Introduction to Salesforce Wave & The Analytics Cloud
Salesforce Analytics Cloud was the major product announcement at Dreamforce ‘14. The Analytics Cloud is new age cloud BI (Business Intelligence) tool built on the Wave platform. There has been a lot of buzz around this new product over the year since its release, but a lot of people are unsure how this product fits into the existing Salesforce product suite. This post was inspired by a fantastic presentation by Scott Gassmann & Minesh Patel at the London Salesforce Admin group and contains contributions from them.
What is Business Intelligence?
Business Intelligence software is the bridge between a large collection of unstructured data and meaningful insights. BI has been around for many years and uses techniques such as data warehousing, data mining and predictive analytics to provide users with the insights to make informed business decisions. BI makes use of graphical representation for the large amount of data that it deals with, providing graphs, charts and other data visualizations to make the information easy to interpret.
Wave vs Analytics Cloud
You may have heard both of these terms being used interchangeably when people have talked about this new product, but they are actually very different.
The Analytics Cloud is a Salesforce product, much like the Sales & Service Cloud, you can buy this product and start using it out of the box. However, Wave is the platform that that the Analytics Cloud is built on. This means that in the future, Partner App companies will be able to build their own BI applications on the Wave platform. This relationship might seem familiar, and that’s because it’s exactly the same as Salesforce.com and Force.com. If you are unfamiliar with how these two applications interact then check out this post.
Analytics Cloud vs Reports & Dashboards
You might be thinking to yourself, “Why would I need Analytics Cloud? Reports & Dashboards provide graphical representations just fine?”. Depending on the type of business you work for, this statement may very well hold true, not all companies are going to have a need for the Analytics Cloud. However, for the ones that do, it will be down to limitations of Salesforce Reports & Dashboards.

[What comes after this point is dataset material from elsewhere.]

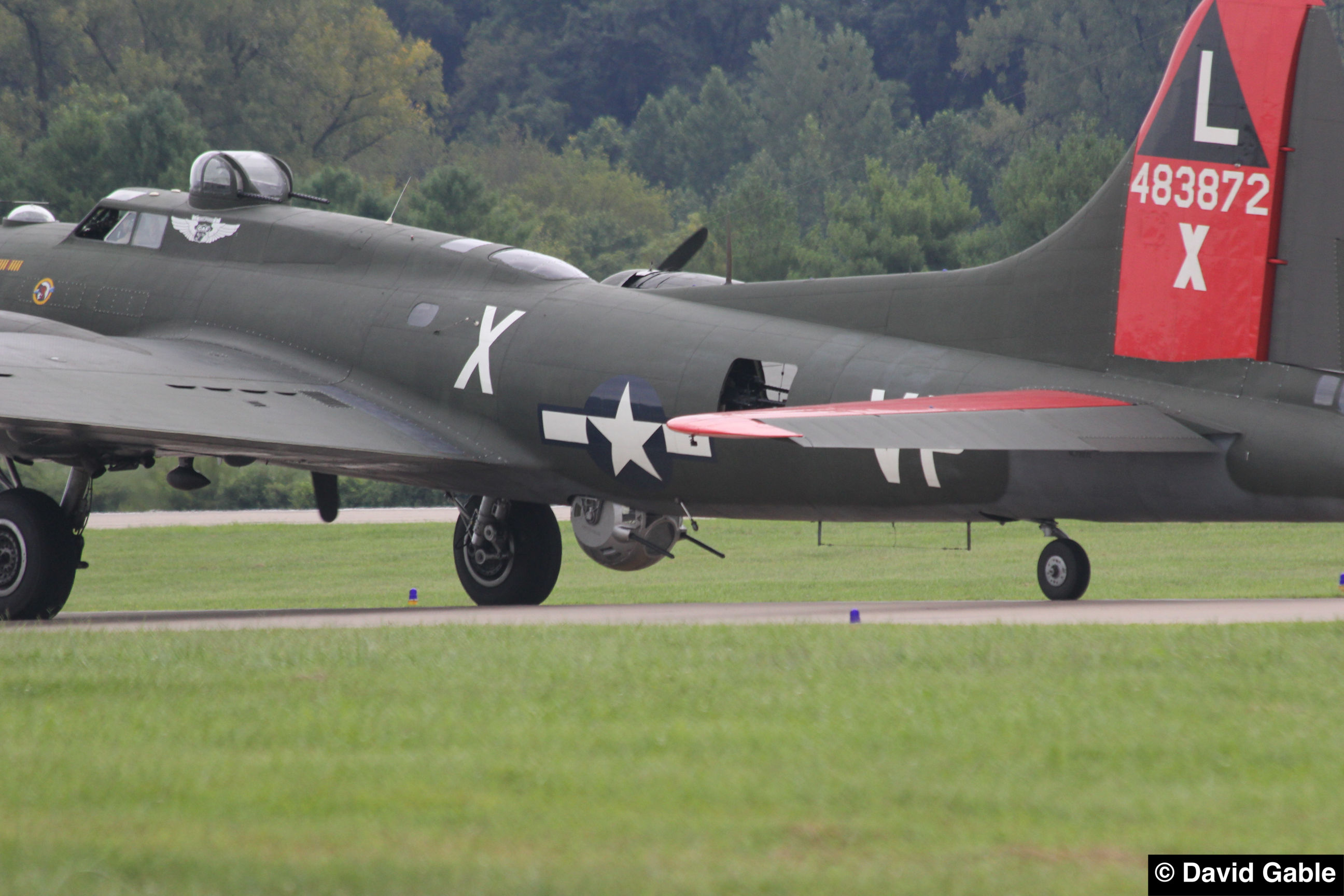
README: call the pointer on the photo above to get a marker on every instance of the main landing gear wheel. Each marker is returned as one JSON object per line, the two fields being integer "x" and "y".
{"x": 507, "y": 553}
{"x": 38, "y": 555}
{"x": 1063, "y": 570}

R&D are fantastic for viewing quick real time operational data to get a snapshot of what is happening inside your CRM. But to try and determine trends from extremely large sets of data can become problematic. One of the main attractions of the Analytics Cloud and other BI tools is the speed they can process large amounts of data. R&D in Salesforce can process a moderate amount of data, but it definitely is not suited to processing millions of rows.
Speed and processing power becomes even more apparent when you realise that Analytics Cloud can process data from external systems as well. It can grab data from ETL, CSV upload (Which can also be done on iOS devices) and of course data from your Salesforce CRM.
A couple of other points include is the fact that R&D can only historically report on data over 90 days, and the graphs and visual representations of data is far superior in the Analytics Cloud. For more information around Analytics Cloud vs R&D, please check out this comparison complied by Salesforce.
Analytics Solution Elements
Dashboard
Similar to the dashboard in a standard Salesforce instance, the Wave dashboard is a combination of reports (known as “Lenses”) with possible filters, links, images, etc.
Lenses
This is basically a single report based off a dataset in Analytics Cloud.
Dataset
The name says it all for this one — a dataset is simply a set of data. For example, it could be a list of opportunities or a list of users. You also might have an augmented dataset, which basically combines two datasets into one (e.g. opportunity line items and opportunity information).
The data used in these datasets can enter Analytics Cloud through any of three channels:
- A built-in standard Salesforce connector, which makes for a really nice GUI
- A manually uploaded CSV file
- Custom integrations through a middleware layer such as Informatica
Dataflow
The easiest way to think about dataflow is to view it as the bridge between the part of Analytics Cloud that receives data and the part that packages that data into datasets. Dataflow handles aspects of dataset augmentations as well as any translations that are needed before the final datasets can be created or updated.
Trailhead
You’ve guessed it, there is also a trail dedicated to understanding and exploring the Salesforce Analytics Cloud, and when I say “explore” I mean, you get your own dedicated Analytics Cloud environment to put your newfound skills to test. The modules that make up the trail are:
- Wave Analytics Basics (Where you learn how to get your Analytics Cloud environment)
- Wave Desktop Exploration
- Wave Mobile Exploration
I thoroughly recommend you follow the detailed steps on how to provision users to the Analytics Cloud. It’s very easy to get excited about your new shiny Wave enabled environment, however there are a few special steps around both Permission Set Licence Assignments as well as Permission Set Assignments that you will want to make sure you are familiar with.